(a) Upon the winding up of a limited partnership, the assets shall be distributed as follows:
(1) To creditors, including partners who are creditors, to the extent permitted by law, in satisfaction of liabilities of the limited partnership, whether by payment or by the making of reasonable provision for payment thereof, other than liabilities for distributions to partners under section 67-263 or 67-266;
(2) Except as provided in the partnership agreement, to partners and former partners in satisfaction of liabilities for distributions under section 67-263 or 67-266; and
(3) Except as provided in the partnership agreement, to partners first for the return of their contributions and secondly respecting their partnership interest, in the proportions in which the partners share in distributions.

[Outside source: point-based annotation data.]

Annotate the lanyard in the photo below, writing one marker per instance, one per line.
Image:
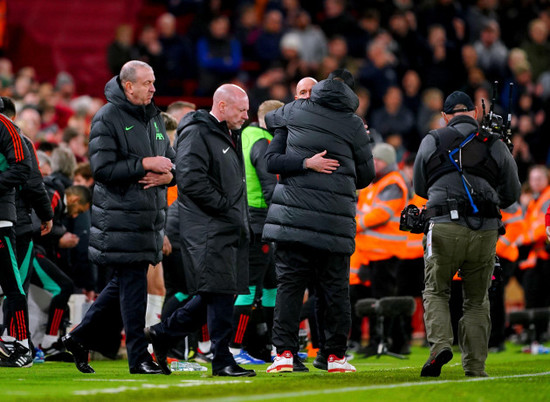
(459, 168)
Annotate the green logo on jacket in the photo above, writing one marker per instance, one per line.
(158, 134)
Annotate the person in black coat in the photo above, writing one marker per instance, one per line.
(15, 168)
(312, 215)
(132, 164)
(214, 228)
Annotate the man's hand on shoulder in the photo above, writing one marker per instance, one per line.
(152, 179)
(158, 164)
(320, 164)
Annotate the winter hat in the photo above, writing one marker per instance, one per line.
(455, 99)
(385, 152)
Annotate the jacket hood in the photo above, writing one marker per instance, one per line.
(335, 95)
(115, 95)
(199, 117)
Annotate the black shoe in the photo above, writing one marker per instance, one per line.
(20, 356)
(298, 366)
(432, 368)
(234, 371)
(79, 353)
(160, 350)
(320, 362)
(146, 367)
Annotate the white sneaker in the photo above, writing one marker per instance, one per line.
(336, 365)
(282, 363)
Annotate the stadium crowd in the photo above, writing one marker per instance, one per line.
(406, 57)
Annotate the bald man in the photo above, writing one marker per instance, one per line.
(275, 156)
(214, 232)
(303, 88)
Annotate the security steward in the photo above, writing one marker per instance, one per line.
(466, 174)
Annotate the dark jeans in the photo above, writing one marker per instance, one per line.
(124, 297)
(296, 265)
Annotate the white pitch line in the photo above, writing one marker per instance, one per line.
(137, 387)
(367, 388)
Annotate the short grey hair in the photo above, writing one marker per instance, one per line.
(128, 70)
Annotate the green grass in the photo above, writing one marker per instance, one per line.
(514, 376)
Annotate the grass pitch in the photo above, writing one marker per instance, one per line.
(514, 375)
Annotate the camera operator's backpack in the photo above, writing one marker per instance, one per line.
(475, 156)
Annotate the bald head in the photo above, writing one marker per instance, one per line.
(230, 104)
(303, 88)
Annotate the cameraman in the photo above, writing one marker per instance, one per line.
(466, 174)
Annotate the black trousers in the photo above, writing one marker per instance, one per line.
(12, 286)
(124, 297)
(296, 265)
(214, 308)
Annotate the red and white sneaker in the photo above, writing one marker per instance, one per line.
(336, 365)
(282, 363)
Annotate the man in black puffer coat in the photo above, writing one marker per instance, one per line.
(132, 161)
(312, 215)
(214, 229)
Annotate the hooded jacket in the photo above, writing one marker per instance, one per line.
(15, 167)
(213, 209)
(32, 196)
(127, 221)
(313, 208)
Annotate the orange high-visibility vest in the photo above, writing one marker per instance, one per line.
(378, 235)
(535, 218)
(514, 222)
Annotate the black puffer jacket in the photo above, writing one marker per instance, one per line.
(213, 209)
(313, 208)
(32, 195)
(127, 221)
(15, 167)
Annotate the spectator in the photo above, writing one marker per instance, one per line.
(219, 56)
(149, 49)
(313, 44)
(77, 143)
(178, 57)
(377, 72)
(247, 30)
(394, 121)
(537, 48)
(83, 175)
(268, 43)
(338, 49)
(492, 54)
(337, 21)
(442, 63)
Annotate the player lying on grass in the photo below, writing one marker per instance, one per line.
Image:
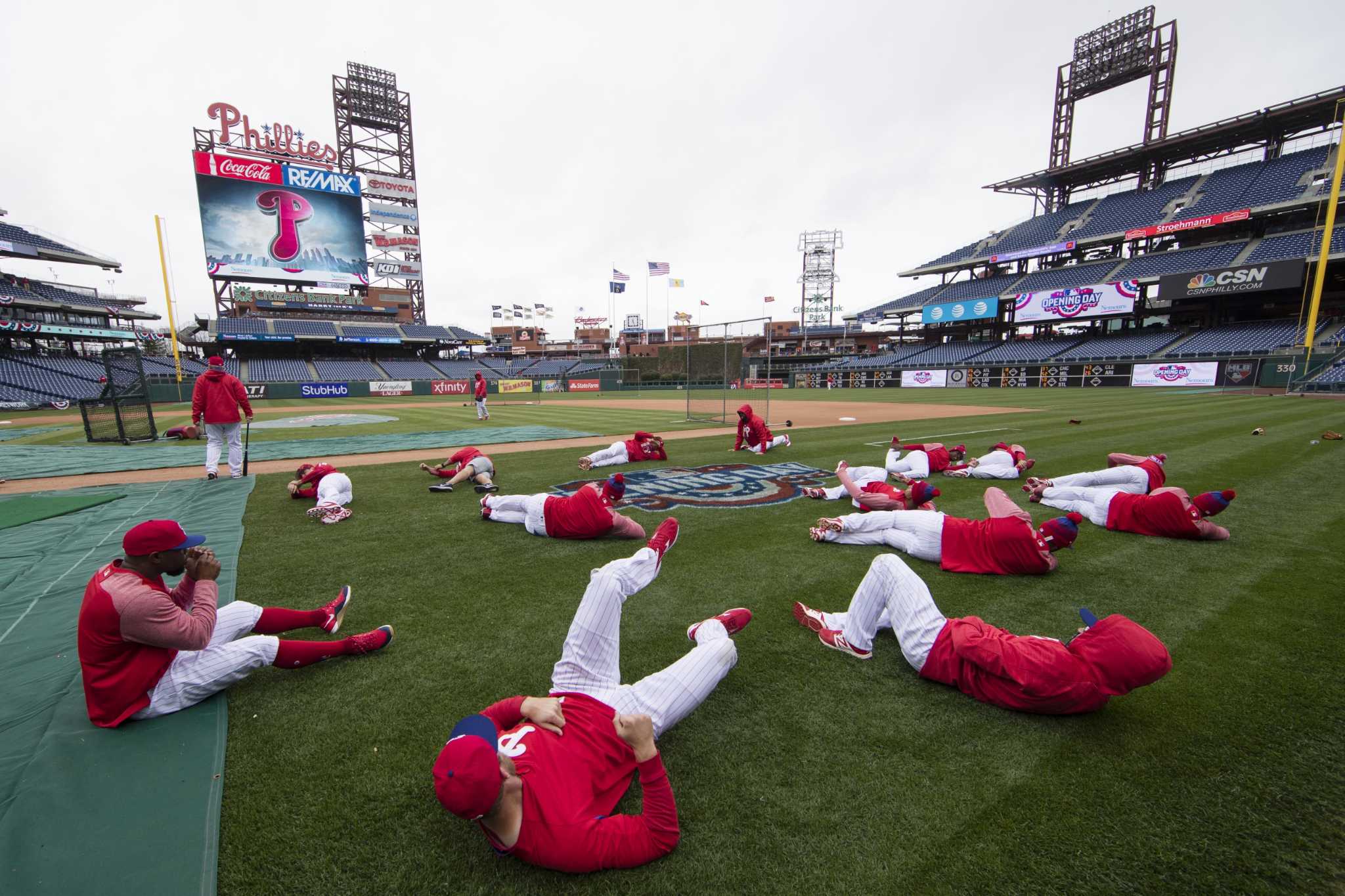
(1003, 544)
(1107, 658)
(541, 775)
(588, 513)
(921, 458)
(1003, 463)
(327, 485)
(146, 651)
(755, 436)
(1164, 513)
(1130, 473)
(642, 446)
(468, 464)
(868, 490)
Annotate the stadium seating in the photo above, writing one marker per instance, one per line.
(277, 370)
(409, 370)
(346, 370)
(1176, 263)
(1133, 344)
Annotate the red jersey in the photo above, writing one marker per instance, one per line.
(579, 516)
(572, 782)
(1042, 675)
(998, 545)
(1164, 516)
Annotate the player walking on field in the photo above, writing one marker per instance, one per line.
(1107, 658)
(217, 398)
(588, 513)
(541, 775)
(642, 446)
(147, 652)
(468, 464)
(1005, 544)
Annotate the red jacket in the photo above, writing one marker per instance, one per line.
(217, 396)
(1042, 675)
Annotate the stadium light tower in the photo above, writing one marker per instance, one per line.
(1109, 56)
(818, 278)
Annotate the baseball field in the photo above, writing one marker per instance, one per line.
(808, 770)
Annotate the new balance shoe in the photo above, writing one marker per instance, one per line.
(837, 641)
(337, 610)
(735, 621)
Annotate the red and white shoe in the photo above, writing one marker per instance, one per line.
(358, 645)
(735, 621)
(837, 641)
(337, 610)
(808, 618)
(665, 536)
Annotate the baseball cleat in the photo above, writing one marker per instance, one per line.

(b) A limited partnership which has dissolved shall pay or make reasonable provision to pay all claims and obligations, including all contingent, conditional, or unmatured claims and obligations, known to the limited partnership and all claims and obligations which are known to the limited partnership but for which the identity of the claimant is unknown. If there are sufficient assets, such claims and obligations shall be paid in full and any such provision for payment made shall be made in full. If there are insufficient assets, such claims and obligations shall be paid or provided for according to their priority and, among claims and obligations of equal priority, ratably to the extent of assets available therefor. Unless otherwise provided in a partnership agreement, any remaining assets shall be distributed as provided in the Nebraska Uniform Limited Partnership Act. Any liquidating trustee winding up a limited partnership's affairs who has complied with this section shall not be personally liable to the claimants of the dissolved limited partnership by reason of such person's actions in winding up the limited partnership.